It seems from your explanation of the background
here that -isvar- may have some use beyond this thread.
I will write a help file and send it to Kit Baum
for posting on SSC when I can.

Nick
n.j.cox@durham.ac.uk

 >>> Amadou Diallo

Well, for a long time, checkfor and
its latter version checkfor2 have done
a good job in achieving what I want
and that was the most important for me.
As long as they were doing the job, I did
not find the time, nor the courage I must add,
to refine them.

I am working with DHS data for some
months actually. The problem is that,
despite the comparability of the datasets,
sometimes a program which loops across
datasets will crash, when a variable exists
in one set and not in the other. So checkfor2
"sweeps" the data first, and them use the "available"
variables to perform other tasks.

But, and this is big BUT, checkfor2 is not well
written enough. I guess I'll learn by doing over time.
For the moment, I demand a little indulgence.
Obviously, checkfor2 is not esthetical enough as other
stata programs. I hope the program will improve
enough to meet stata minimum standards.
I am working on it. Jean-Benoit has sent me privately
some thoughts about improvements and I want to
aknowledge that and thank him. I will make the necessary
changes and resubmit.

Out of curiosity, why isvar is not a replacement
for checkfor2? It is doing exactly the same thing and
is cleaner. Here you can see the touch of great programmers.
Remember, the first purpose of checkfor2 is
to separate existing and non-existing variables.
I vote for it and will be more incline in the future to use it after
some minimum modifications, in place of checkfor2.

Again, I want to thank you all to allow me to learn with
you.

Nick Cox

There is no clash here. Let's back track:

Amadou Diallo wants to be able to type a list
of (possible) variable names and be told which
are real variable names and which aren't.

If Amadou were to try, for example,

. sysuse auto

. d mpg disp frog toad newt darwin einstein newton price

Then -describe- just chokes on the first non-variable
name, in this case "frog". -describe- won't tell
Amadou that "toad newt darwin einstein newton"
are also non-variable names. Same is true for e.g.
-ds-. In my own view this is a feature, as I have never
wanted what Amadou wants here, but the issue is how
to write a program to deliver on that.

Now in designing a program to get round this,
Amadou faces what looks like Catch-22.

syntax varlist

is out of the question, because those non-variable
names will never get past border control. At the
first such, it's all up.

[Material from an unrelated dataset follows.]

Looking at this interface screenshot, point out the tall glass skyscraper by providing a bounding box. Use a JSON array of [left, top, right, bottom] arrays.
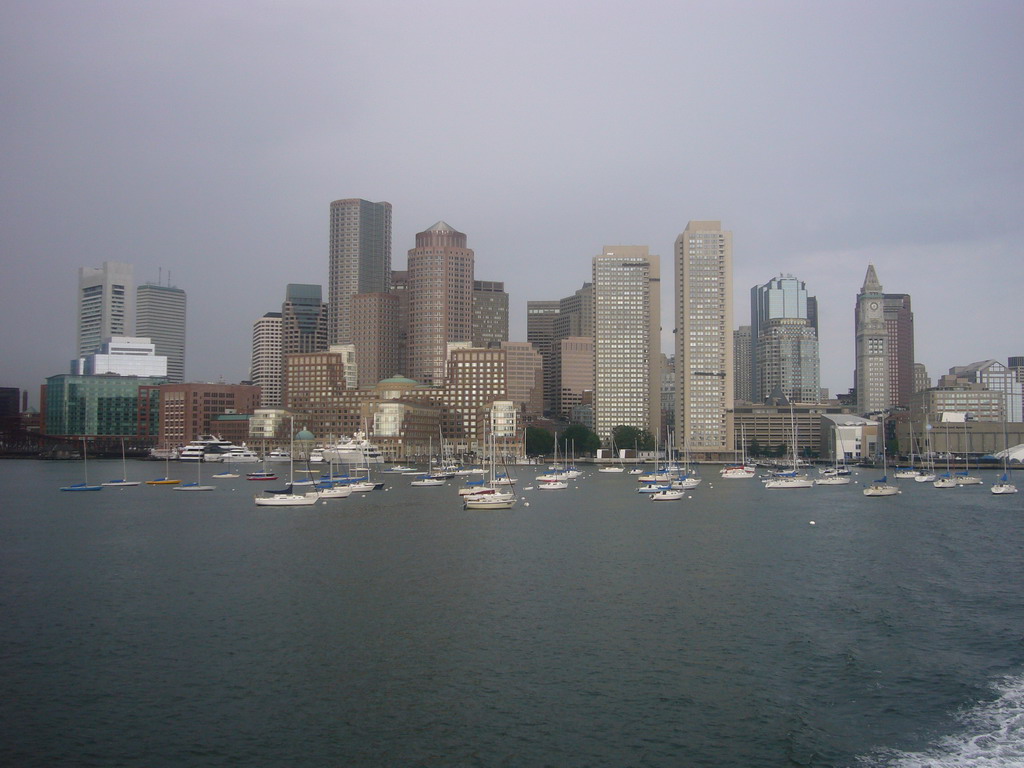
[[675, 221, 733, 458], [751, 274, 821, 402], [135, 283, 185, 384], [328, 199, 391, 344], [593, 246, 662, 444], [409, 221, 474, 386], [77, 261, 135, 357]]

So any program starting with
-syntax varlist- will not work, insofar as the bad
names other than the first just will not be displayed.

Amadou worked that out, and chose

syntax anything

But it looks at first sight as if thereby the programmer
is giving up on nice features that many users exploit
all the time with varlists, such as wildcards and hyphenated lists.

But with -syntax anything- you can have, well, anything
as input. You just have to arrange to process it according to
your precise desires. So that -anything- can be, or
can include a varlist, or several varlists interspersed
with other stuff: it's just that -syntax- won't treat it as such.

Enough of the arm-waving. This code sketch shows
one solution to that desire. I loop over the input
with -foreach-, much faster than a -while- and -mac shift-.

*! NJC 1.0.0 19 Sept 2005
program isvar, rclass
      version 8
      syntax anything

      foreach v of local anything {
           capture unab V : `v'
           if _rc == 0 local varlist `varlist' `V'
           else        local badlist `badlist' `v'
      }

      di

      if "`varlist'" != "" {
           local n : word count `varlist'
           local what = plural(`n', "variable")
           di as txt "{p}`what': `varlist'{p_end}"
           return local varlist "`varlist'"
      }

      if "`badlist'" != "" {
           local n : word count `badlist'
           local what = plural(`n', "not variable")
           di as txt "{p}`what': `badlist'{p_end}"
           return local badlist "`badlist'"
      }
end

This isn't a substitute for -checkfor2-. -checkfor2-
bundles three things together, a check for good
and bad variable names, a report on number of
missings and summary statistics for any good
variable names, so the last two things aren't touched.

I couldn't find a -checkfor-, not that that matters.